TVRINews – Washington
Dinamika Washington: Dibalik Pertemuan Ganda Trump dengan Pemimpin Ukraina dan Israel
Gedung Putih menjadi pusat diplomasi internasional pada Selasa 28 Juli 2026, ketika Presiden Amerika Serikat Donald Trump menggelar pertemuan maraton secara berturut-turut dengan Presiden Ukraina Volodymyr Zelenskyy dan Perdana Menteri Israel Benjamin Netanyahu.
Pertemuan ini menyoroti dua krisis geopolitik utama yang kini tengah mendesak perhatian Washington di tengah tekanan domestik yang kian meningkat.

(Volodymyr Zelenskyy (Kiri) berbicara dengan Donald Trump di Washington DC pada hari Selasa 28 Juli 2026. (Foto: Layanan pers kepresidenan Ukraina melalui AFP) )

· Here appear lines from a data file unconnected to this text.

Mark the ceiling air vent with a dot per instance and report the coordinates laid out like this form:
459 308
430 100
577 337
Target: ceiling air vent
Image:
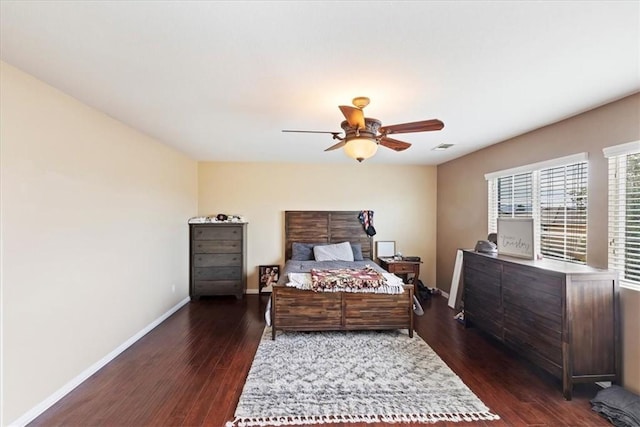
442 147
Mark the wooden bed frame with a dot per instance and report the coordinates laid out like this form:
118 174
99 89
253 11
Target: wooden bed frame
298 310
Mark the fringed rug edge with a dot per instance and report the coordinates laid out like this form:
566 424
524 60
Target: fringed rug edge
332 419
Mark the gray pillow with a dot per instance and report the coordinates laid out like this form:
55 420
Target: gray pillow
336 252
303 251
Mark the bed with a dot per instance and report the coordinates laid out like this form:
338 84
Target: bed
294 309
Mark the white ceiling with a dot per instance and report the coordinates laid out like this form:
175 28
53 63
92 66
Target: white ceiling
220 80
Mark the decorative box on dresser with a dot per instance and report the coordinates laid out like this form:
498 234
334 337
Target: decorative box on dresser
217 259
563 317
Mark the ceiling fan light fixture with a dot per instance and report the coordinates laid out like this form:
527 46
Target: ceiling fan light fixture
361 148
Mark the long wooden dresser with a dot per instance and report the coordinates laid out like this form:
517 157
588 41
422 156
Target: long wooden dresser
217 259
563 317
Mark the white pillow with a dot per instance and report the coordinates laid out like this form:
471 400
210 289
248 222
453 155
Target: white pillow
336 252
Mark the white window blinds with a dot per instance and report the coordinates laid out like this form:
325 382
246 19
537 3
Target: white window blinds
624 212
563 212
554 193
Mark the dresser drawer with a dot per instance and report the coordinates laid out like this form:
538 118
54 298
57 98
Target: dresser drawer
217 273
532 281
217 246
217 287
217 260
217 233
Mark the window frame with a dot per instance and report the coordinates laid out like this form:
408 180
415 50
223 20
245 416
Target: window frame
617 208
537 202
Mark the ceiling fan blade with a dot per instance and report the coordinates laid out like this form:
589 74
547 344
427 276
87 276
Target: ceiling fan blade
336 146
423 126
394 144
310 131
354 116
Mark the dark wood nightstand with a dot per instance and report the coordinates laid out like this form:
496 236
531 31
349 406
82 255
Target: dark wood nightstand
402 268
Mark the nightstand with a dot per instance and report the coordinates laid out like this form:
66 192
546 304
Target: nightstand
402 268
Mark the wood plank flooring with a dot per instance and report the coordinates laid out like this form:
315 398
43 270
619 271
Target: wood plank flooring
190 370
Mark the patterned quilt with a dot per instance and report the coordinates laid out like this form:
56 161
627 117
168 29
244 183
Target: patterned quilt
367 277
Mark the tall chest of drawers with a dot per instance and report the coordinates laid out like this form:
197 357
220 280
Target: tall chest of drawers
217 259
563 317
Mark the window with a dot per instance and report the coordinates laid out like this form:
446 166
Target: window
554 193
624 212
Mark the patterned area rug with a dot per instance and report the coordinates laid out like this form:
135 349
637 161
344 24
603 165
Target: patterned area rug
342 377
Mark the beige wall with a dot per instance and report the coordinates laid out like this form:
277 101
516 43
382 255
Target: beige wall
462 195
403 199
93 236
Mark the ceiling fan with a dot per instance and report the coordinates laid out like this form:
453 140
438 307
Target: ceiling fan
364 134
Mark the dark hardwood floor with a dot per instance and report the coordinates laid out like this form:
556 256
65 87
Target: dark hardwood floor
190 370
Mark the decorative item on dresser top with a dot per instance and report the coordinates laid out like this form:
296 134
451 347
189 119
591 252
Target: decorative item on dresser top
563 317
217 258
403 266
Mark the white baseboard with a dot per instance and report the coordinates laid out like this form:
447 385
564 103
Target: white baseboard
37 410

Bagi Perdana Menteri Israel Benjamin Netanyahu, kunjungan ini menandai kembalinya dirinya ke Ruang Oval untuk pertama kalinya sejak ia dan Trump meluncurkan kampanye militer gabungan melawan Iran pada 28 Februari.

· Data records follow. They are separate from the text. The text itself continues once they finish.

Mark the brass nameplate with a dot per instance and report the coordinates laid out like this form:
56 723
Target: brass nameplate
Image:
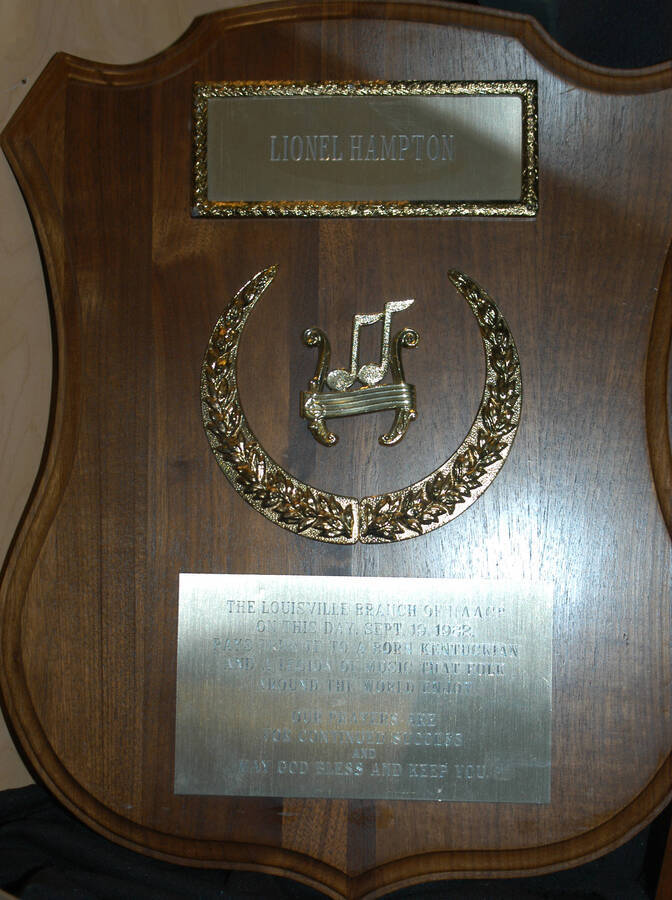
367 688
363 149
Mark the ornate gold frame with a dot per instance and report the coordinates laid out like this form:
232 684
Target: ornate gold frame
395 516
527 205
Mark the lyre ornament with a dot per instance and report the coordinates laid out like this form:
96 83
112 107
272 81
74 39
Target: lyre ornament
317 404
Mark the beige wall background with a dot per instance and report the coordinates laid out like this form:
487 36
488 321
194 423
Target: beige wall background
31 31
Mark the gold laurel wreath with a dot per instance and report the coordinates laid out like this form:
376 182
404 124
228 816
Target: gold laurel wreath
414 510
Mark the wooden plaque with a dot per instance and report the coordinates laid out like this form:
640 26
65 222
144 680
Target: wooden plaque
568 292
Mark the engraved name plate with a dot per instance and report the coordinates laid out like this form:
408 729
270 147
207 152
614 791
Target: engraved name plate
367 688
413 148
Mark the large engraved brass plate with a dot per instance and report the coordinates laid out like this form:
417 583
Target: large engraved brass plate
374 148
395 688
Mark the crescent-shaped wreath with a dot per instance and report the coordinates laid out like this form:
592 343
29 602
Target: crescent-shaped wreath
395 516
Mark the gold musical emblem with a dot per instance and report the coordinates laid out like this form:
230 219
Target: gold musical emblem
394 516
317 405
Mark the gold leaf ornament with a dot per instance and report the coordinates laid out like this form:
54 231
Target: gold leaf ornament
386 518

Namun, hubungan kedua pemimpin tersebut diwarnai ketegangan dalam beberapa pekan terakhir akibat perbedaan sikap terkait kelanjutan konflik di Lebanon dan jalur diplomasi dengan Teheran.
Di tengah situasi tersebut, Gedung Putih menyatakan bahwa pertemuan tertutup yang berlangsung selama sekitar satu jam itu membahas sejumlah isu krusial. Agenda utama meliputi dinamika keamanan Iran, kerangka kesepakatan antara Amerika Serikat, Israel, dan Lebanon, serta potensi perluasan Kesepakatan Abraham.
Netanyahu juga mengemban misi diplomasi yang tidak mudah untuk meyakinkan Washington bahwa pemerintahannya tidak akan menghambat proses perdamaian di Gaza dan Lebanon. Tantangan ini semakin kompleks di tengah penurunan dukungan publik Amerika Serikat terhadap Israel, menyusul hasil jajak pendapat AP-Norc yang mencatat penurunan tajam di tengah perdebatan panjang mengenai situasi kemanusiaan di Gaza.
Di sisi lain, pertemuan dengan Presiden Ukraina Volodymyr Zelenskyy berlangsung dalam nuansa yang dinilai konstruktif oleh kedua belah pihak. Dalam keterangan resminya, Zelenskyy mengungkapkan bahwa pembahasan berfokus pada penguatan kapasitas pertahanan udara Ukraina serta peluang kerja sama industri pertahanan.
"Kami membahas pengaturan lisensi agar Ukraina dapat memproduksi sendiri pencegat untuk sistem rudal Patriot," ujar Zelenskyy. Ia juga menekankan pentingnya menghidupkan kembali proses diplomasi serta menyampaikan apresiasi atas dukungan konsisten dari Amerika Serikat.
Agenda Zelenskyy di Washington juga diwarnai penghormatan terhadap mendiang Senator Amerika Serikat Lindsey Graham, yang wafat secara mendadak pada usia 71 tahun awal bulan ini usai melawat ke Kyiv.
Kehadiran Zelenskyy di galeri Senat pada Selasa sore menyaksikan langsung langkah legislatif penting, di mana Senat meloloskan rancangan undang-undang sanksi komprehensif terhadap Rusia dan Iran yang dinamai ulang sebagai Lindsey O Graham Sanctioning Russia and Iran Act of 2026. RUU tersebut lolos dengan dukungan mayoritas 86 suara berbanding 12.
Menanggapi rangkaian agenda diplomatik tersebut, Sekretaris Pers Gedung Putih, Karoline Leavitt, menyampaikan bahwa seluruh rangkaian pertemuan tersebut berlangsung dalam suasana yang positif dan produktif.